Code Sample, a copy-pastable example if possible
import pandas as pd
# list length does NOT match DataFrame dimensions, works as expected:
df = pd.DataFrame()
df['A'] = [[1, 2], [1, 2], [1, 2]]
df['B'] = [[3, 4], [3, 4], [3, 4]]
df['C'] = [[4, 6], [4, 6], [4, 6]]
print(df)
# A B C
# 0 [1, 2] [3, 4] [4, 6]
# 1 [1, 2] [3, 4] [4, 6]
# 2 [1, 2] [3, 4] [4, 6]
D = df.apply(lambda row: [a+b for a, b in zip(row.A, row.B)], axis=1)
print(D)
# 0 [4, 6]
# 1 [4, 6]
# 2 [4, 6]
# dtype: object
df['D'] = D
print(df)
# A B C D
# 0 [1, 2] [3, 4] [4, 6] [4, 6]
# 1 [1, 2] [3, 4] [4, 6] [4, 6]
# 2 [1, 2] [3, 4] [4, 6] [4, 6]
# list length DOES match DataFrame dimensions, does not work as expected:
df = pd.DataFrame()
df['A'] = [[1, 2, 3], [1, 2, 3], [1, 2, 3]]
df['B'] = [[3, 4, 5], [3, 4, 5], [3, 4, 5]]
df['C'] = [[4, 6, 8], [4, 6, 8], [4, 6, 8]]
print(df)
# A B C
# 0 [1, 2, 3] [3, 4, 5] [4, 6, 8]
# 1 [1, 2, 3] [3, 4, 5] [4, 6, 8]
# 2 [1, 2, 3] [3, 4, 5] [4, 6, 8]
# unwanted result:
D = df.apply(lambda row: [a+b for a, b in zip(row.A, row.B)], axis=1)
print(D)
# A B C
# 0 4 6 8
# 1 4 6 8
# 2 4 6 8
# correct:
df['D'] = [[a+b for a, b in zip(row.A, row.B)] for row in df.itertuples()]
print(df)
# A B C D
# 0 [1, 2, 3] [3, 4, 5] [4, 6, 8] [4, 6, 8]

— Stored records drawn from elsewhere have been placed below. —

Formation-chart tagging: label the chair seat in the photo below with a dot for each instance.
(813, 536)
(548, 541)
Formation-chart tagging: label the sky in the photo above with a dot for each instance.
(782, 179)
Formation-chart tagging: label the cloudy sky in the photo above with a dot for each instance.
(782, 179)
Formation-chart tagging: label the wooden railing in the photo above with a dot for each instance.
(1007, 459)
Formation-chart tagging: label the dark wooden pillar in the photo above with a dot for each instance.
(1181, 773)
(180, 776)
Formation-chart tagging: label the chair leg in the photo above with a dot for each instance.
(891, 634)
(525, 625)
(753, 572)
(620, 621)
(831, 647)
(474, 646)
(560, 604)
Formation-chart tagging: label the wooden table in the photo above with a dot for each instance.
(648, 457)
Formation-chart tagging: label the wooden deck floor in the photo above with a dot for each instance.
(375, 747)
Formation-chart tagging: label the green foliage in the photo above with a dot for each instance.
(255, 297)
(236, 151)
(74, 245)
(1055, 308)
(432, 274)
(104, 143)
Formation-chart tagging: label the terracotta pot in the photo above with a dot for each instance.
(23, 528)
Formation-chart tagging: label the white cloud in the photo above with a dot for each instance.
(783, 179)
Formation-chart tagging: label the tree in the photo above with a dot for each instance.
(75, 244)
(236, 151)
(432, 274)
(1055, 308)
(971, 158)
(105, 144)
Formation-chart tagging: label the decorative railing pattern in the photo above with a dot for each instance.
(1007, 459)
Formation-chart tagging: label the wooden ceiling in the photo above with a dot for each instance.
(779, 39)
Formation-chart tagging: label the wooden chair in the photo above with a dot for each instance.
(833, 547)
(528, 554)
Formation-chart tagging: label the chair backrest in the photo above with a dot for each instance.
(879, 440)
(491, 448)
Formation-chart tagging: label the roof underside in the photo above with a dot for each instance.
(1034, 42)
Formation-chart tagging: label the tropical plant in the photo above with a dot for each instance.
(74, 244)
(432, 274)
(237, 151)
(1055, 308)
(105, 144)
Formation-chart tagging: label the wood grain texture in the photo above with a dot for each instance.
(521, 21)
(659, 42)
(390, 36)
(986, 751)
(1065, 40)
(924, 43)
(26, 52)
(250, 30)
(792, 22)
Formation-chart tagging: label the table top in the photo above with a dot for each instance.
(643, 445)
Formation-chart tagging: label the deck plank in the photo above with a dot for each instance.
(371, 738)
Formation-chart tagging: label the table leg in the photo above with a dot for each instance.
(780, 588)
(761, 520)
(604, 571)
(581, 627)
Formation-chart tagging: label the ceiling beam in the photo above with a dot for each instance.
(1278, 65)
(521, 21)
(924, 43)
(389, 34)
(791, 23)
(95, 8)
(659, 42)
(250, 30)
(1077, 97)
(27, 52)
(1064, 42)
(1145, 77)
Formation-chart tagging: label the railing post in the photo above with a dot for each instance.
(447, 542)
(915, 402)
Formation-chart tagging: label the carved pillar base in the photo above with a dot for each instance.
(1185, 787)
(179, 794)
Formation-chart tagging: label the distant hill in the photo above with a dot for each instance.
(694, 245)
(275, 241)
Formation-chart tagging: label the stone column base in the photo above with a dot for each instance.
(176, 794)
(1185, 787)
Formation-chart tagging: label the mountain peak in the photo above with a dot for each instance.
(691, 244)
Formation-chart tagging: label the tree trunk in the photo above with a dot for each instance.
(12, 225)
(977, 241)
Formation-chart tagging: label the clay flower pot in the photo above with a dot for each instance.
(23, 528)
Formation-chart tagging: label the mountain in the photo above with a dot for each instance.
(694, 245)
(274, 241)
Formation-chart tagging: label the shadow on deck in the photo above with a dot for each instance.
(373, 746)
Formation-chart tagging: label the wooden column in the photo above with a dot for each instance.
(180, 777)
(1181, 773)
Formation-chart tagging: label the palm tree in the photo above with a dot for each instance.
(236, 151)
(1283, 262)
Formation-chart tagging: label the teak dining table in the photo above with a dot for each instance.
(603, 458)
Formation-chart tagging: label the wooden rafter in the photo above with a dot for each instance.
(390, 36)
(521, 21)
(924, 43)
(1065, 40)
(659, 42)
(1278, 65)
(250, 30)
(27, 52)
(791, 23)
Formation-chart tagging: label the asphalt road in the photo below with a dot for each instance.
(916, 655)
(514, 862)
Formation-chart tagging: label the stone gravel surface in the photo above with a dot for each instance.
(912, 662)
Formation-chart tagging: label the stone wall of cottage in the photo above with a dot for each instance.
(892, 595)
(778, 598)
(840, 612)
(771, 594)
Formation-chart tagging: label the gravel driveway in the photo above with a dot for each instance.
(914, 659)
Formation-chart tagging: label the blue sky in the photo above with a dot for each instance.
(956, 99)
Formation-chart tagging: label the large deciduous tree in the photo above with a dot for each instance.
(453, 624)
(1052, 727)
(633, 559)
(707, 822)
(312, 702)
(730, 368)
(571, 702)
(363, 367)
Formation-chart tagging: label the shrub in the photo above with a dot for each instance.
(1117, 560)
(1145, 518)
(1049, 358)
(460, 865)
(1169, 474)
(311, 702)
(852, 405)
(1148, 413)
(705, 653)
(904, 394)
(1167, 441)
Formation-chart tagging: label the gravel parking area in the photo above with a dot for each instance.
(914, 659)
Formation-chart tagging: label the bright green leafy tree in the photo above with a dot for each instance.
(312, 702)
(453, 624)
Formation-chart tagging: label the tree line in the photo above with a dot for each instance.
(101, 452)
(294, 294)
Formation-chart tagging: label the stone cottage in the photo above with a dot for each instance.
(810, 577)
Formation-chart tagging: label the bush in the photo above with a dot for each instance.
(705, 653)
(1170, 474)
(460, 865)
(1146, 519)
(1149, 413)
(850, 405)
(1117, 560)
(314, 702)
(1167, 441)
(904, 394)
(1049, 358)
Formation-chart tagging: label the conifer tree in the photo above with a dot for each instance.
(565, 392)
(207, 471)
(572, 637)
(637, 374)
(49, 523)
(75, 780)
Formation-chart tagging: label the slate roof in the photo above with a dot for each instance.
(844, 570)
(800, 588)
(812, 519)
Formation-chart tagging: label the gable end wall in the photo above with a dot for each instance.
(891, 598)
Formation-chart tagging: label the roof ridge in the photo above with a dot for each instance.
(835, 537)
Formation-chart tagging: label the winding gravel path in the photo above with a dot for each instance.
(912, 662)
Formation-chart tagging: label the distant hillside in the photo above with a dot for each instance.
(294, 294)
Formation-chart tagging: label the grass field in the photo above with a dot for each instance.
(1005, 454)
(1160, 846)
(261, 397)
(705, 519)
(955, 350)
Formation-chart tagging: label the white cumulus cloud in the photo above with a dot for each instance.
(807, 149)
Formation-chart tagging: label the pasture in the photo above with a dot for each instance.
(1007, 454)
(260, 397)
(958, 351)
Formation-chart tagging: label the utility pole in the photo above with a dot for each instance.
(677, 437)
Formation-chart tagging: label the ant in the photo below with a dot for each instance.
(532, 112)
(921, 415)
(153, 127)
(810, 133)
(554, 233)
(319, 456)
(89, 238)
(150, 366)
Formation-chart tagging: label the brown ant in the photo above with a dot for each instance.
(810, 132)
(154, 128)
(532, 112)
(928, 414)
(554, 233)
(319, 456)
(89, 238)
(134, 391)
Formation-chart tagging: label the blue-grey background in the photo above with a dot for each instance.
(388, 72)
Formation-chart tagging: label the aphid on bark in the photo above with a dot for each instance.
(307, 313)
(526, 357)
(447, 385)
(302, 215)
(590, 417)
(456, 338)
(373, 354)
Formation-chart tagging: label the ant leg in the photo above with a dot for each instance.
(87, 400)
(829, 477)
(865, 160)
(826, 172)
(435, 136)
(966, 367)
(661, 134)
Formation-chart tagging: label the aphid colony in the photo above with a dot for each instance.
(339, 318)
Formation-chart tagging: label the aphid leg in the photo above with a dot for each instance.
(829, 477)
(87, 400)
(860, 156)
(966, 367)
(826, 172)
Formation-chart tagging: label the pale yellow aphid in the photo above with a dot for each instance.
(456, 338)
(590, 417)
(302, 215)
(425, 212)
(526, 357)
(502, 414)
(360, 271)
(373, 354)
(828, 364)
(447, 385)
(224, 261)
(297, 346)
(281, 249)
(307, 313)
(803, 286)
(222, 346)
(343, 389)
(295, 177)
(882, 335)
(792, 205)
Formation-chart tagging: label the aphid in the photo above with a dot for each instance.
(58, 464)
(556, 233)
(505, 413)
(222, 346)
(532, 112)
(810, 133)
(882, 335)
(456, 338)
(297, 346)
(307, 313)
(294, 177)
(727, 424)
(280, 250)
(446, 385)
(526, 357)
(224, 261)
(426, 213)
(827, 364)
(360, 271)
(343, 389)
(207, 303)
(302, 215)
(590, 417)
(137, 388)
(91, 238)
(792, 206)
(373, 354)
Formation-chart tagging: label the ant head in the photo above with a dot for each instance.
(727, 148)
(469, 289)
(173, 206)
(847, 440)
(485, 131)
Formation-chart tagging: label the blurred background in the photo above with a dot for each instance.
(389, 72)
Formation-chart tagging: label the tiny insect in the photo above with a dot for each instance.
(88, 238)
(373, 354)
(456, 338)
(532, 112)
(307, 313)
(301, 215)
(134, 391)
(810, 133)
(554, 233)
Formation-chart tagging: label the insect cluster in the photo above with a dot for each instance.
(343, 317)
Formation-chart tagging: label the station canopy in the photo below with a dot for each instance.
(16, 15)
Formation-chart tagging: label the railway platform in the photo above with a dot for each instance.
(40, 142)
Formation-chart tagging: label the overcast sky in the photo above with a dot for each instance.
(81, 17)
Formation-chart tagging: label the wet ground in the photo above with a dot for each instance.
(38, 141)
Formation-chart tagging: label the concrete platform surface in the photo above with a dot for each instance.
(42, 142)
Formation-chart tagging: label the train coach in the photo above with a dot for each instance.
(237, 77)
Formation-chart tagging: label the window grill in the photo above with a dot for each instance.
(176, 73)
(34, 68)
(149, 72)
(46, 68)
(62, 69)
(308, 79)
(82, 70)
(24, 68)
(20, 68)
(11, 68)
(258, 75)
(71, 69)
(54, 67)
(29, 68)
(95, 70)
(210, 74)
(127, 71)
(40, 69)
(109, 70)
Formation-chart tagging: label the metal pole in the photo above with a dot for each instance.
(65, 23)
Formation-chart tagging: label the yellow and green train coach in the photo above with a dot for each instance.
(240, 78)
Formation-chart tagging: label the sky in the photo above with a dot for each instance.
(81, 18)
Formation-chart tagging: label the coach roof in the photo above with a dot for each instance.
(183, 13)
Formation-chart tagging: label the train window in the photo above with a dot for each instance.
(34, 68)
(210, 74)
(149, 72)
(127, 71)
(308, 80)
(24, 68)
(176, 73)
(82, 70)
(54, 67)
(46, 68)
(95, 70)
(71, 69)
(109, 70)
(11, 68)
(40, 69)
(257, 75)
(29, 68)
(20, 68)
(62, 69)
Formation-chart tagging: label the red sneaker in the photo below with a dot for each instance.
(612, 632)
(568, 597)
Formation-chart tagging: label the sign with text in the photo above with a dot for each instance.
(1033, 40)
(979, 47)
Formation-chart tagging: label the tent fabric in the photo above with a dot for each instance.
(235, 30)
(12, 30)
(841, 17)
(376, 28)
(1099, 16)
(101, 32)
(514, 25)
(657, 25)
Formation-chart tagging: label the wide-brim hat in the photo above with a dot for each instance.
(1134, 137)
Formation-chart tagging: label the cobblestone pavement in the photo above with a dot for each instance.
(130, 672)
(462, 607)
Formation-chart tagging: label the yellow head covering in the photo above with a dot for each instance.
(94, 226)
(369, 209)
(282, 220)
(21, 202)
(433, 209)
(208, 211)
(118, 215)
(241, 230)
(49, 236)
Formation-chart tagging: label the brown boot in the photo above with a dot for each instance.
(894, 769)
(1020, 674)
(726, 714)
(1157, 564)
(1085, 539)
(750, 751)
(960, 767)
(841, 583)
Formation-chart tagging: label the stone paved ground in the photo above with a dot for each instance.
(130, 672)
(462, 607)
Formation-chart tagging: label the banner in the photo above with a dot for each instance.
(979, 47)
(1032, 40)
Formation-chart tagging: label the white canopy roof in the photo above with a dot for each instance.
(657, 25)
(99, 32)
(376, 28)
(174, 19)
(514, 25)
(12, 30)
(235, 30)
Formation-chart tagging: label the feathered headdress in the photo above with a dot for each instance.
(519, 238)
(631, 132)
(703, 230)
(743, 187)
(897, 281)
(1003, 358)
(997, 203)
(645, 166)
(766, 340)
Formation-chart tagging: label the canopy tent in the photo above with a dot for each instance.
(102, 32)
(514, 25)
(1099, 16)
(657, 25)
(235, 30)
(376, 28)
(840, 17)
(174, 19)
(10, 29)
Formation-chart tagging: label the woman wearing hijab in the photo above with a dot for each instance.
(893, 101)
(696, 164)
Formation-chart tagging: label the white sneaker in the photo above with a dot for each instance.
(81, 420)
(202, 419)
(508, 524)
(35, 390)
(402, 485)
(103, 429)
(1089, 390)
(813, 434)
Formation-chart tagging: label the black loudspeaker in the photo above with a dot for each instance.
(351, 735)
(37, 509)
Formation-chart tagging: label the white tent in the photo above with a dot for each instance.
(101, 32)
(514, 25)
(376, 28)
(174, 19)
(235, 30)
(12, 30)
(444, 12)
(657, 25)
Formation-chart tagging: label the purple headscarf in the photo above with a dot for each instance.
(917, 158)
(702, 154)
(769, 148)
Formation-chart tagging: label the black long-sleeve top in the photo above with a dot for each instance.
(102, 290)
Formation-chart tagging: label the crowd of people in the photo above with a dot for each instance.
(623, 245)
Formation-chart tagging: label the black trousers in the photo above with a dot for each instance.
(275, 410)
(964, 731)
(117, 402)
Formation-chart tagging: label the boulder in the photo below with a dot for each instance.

# 1 [1, 2, 3] [3, 4, 5] [4, 6, 8] [4, 6, 8]
# 2 [1, 2, 3] [3, 4, 5] [4, 6, 8] [4, 6, 8]
Problem description
This behavior came up in a bigger project, when the length of a stored list incidentally met the DataFrame's dimension and resulted in an exception raised. I didn't expect apply() to return a DataFrame at all. I tried to find a parameter to change this behavior, but didn't have any luck there.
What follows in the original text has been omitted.